You say ""Install HMMER and put the hmmscan and hmmpress binaries on your PATH:" how can I do this . Please helped my.

And after this how can I run with my .gbk annotated file CDS regions ? or just use this code:

How .gbk file use during this running? should i put it in a predefined folder in your program? if yes which?

Thank for all your help

prihoda commented 4 years ago

Can you use Python through BioConda instead? https://bioconda.github.io/user/install.html#install-conda. That would be an easier way to install the dependencies. After setting up bioconda, you can just run conda install deepbgc to download DeepBGC, hmmer and Prodigal automatically.

Then you can just run deepbgc download and deepbgc pipeline yourFile.gbk --output yourOutputFolder

anani-a-missinou commented 4 years ago

Dear Prihoda,

First of all, thank you for your support.

I succeeded to install DEEPBGC on our cluster using bioconda as you recommended to me.

I tried to run on my organism which has 19 Chromosomes. But It just runs on first Chromosome A01, gives 30 clusters as findings for this chromosome and breaks running on Chromosome A02.

I add on this mail, a zipped file of this output, please could you help me to avoid this error, satisfy job running of your tools and as possible help me for the exploiting this output.

have a nice day, Anani M

output.zip

prihoda commented 4 years ago

Hi @2AMissinou, you'll have to add an ACCESSION field to each record in your input GenBank file so that DeepBGC can distinguish each chromosome:

LOCUS       chrA01              23267856 bp    dna     linear   UNK 01-JAN-1980
DEFINITION  .
ACCESSION   chrA01
anani-a-missinou commented 4 years ago

Dear Prihoda,

After modifying the accessions as you recommended it to me, DeepBGC worked well and generated a BGC compendium. Thank for your support.

In total, he took out 901 clusters throughout the genome with a BGC score> 0.5.

Due to a few BGCs in plants in the MIBiG training set, can this impact the calculated BGC score? Does your pipeline have any other interesting features?

THANK YOU. Anani :)

prihoda commented 4 years ago

Hi @2AMissinou, glad to hear that.

We haven't done any evaluation specifically on plants, so this is outside my expertise :)

A simple way to think about it is that the DeepBGC score of a given protein corresponds to the similarity of the given protein to the BGC proteins found in the training set. Our notion of similarity comes from the pfam2vec method, which is a mathematical way to tell the model whether the protein contains a certain pfam (structural and functional unit) as well as whether it contains similar pfams that are often found in different homologs. The LSTM then combines this information and takes the order and combination of these pfam2vec vectors into account.
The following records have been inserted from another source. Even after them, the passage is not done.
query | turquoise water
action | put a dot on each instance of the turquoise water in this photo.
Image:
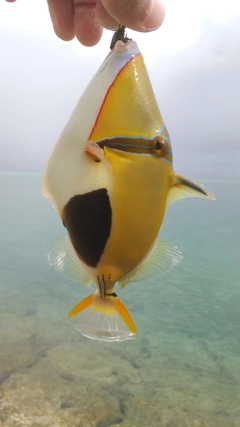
(184, 368)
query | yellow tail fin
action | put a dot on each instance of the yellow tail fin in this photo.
(104, 319)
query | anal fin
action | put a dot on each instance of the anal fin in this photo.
(64, 259)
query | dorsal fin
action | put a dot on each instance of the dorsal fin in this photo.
(162, 258)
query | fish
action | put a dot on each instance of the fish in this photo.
(110, 178)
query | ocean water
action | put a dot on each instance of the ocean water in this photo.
(184, 368)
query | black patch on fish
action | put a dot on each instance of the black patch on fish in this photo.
(88, 218)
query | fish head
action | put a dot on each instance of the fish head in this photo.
(129, 121)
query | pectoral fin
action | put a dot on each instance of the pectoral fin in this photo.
(184, 187)
(96, 151)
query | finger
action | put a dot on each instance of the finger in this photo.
(62, 16)
(87, 28)
(139, 15)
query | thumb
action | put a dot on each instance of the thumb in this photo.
(139, 15)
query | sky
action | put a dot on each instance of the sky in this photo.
(193, 62)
anani-a-missinou commented 4 years ago

Dear Prihoda,

Thank you for your help and your explanations. I will explore these results by examining the clusters that react in our different transcriptome. I hope this will reveal an interesting aspect of metabolic responses in plant-biotic interactions.

Anani :)

prihoda commented 4 years ago

Great to hear that. Closing this issue now, let me know if you have any more questions.